I am using xgboost python to perform text classification
Below is the trainset I am considering
itemid description category
11802974 SPRO VUH3C1 DIFFUSER VUH1 TRIPLE Space heaters Architectural Diffusers
10688548 ANTIQUE BRONZE FINISH PUSHBUTTON switch Door Bell Pushbuttons
9836436 Descente pour Cable tray fitting and accessories Tray Cable Drop Outs
I am constructing document term matrix of description using Sckit learn's counvectorizer which generate scipy matrix(As I have huge data of 1.1million I am using sparse representation to reduce space complexity) using below code
countvec = CountVectorizer()
documenttermmatrix=countvec.fit_transform(trainset['description'])
After that I will apply feature selection for the above matrix using
fs = feature_selection.SelectPercentile(feature_selection.chi2, percentile=40)
documenttermmatrix_train= fs.fit_transform(documenttermmatrix,y1_train)
I am using xgboost classifier to train the model
model = XGBClassifier(silent=False)
model.fit(documenttermmatrix_train, y_train,verbose=True)

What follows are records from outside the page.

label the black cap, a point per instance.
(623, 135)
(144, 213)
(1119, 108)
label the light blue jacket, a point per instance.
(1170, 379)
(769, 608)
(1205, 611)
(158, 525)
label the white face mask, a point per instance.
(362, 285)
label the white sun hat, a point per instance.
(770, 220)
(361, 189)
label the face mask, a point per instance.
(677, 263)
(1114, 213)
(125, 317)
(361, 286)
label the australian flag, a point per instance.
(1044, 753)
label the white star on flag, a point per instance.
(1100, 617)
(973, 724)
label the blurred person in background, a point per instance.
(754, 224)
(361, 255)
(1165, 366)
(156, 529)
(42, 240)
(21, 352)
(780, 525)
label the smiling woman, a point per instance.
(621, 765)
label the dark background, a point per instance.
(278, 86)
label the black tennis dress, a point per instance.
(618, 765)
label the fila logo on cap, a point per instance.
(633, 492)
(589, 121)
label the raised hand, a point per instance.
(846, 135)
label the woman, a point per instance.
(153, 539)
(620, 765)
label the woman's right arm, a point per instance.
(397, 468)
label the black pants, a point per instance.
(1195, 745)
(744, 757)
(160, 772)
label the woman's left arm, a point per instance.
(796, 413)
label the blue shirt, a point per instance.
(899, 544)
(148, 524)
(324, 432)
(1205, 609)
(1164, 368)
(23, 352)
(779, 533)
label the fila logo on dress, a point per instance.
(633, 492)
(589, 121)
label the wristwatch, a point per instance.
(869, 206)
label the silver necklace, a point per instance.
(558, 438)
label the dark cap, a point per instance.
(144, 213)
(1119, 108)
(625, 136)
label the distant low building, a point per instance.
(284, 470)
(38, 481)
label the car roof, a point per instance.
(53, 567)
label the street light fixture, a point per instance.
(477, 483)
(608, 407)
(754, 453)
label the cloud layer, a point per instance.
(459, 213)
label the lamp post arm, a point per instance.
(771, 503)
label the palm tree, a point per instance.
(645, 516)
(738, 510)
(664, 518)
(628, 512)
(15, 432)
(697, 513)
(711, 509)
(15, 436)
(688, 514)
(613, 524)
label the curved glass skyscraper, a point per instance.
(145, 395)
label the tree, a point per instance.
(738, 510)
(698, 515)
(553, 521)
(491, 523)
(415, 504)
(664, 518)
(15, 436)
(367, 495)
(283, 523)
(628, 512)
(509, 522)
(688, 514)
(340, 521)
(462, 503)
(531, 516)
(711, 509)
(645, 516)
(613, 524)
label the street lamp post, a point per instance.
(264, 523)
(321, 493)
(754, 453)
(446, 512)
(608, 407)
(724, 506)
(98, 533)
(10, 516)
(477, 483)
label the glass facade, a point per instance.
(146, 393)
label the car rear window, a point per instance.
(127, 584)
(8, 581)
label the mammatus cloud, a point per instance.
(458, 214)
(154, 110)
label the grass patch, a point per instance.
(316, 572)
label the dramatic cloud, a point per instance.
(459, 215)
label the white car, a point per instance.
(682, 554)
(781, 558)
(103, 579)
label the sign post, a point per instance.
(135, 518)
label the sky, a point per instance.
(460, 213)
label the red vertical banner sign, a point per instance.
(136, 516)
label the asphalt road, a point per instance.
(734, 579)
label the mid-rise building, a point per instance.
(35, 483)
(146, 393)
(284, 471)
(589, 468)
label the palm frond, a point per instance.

Below is the testset i am considering
itemid description category
9836442 TRIPLE Space heaters Architectural Diffusers
13863918 pushbutton switch Door Bell Pushbuttons
I am constructing seperate matrix for test set as I did it for train set using below code
documenttermmatrix_test=countvec.fit_transform(testset['description'])
while preicting testset Xgboost expects all the features of trainset to be in testset but it is not possible( sparse matrix represents only non-zero entries)
I cannot combine train and test set into single dataset as i need to do feature selection only for trainset
Can anyone tell how can I approach further?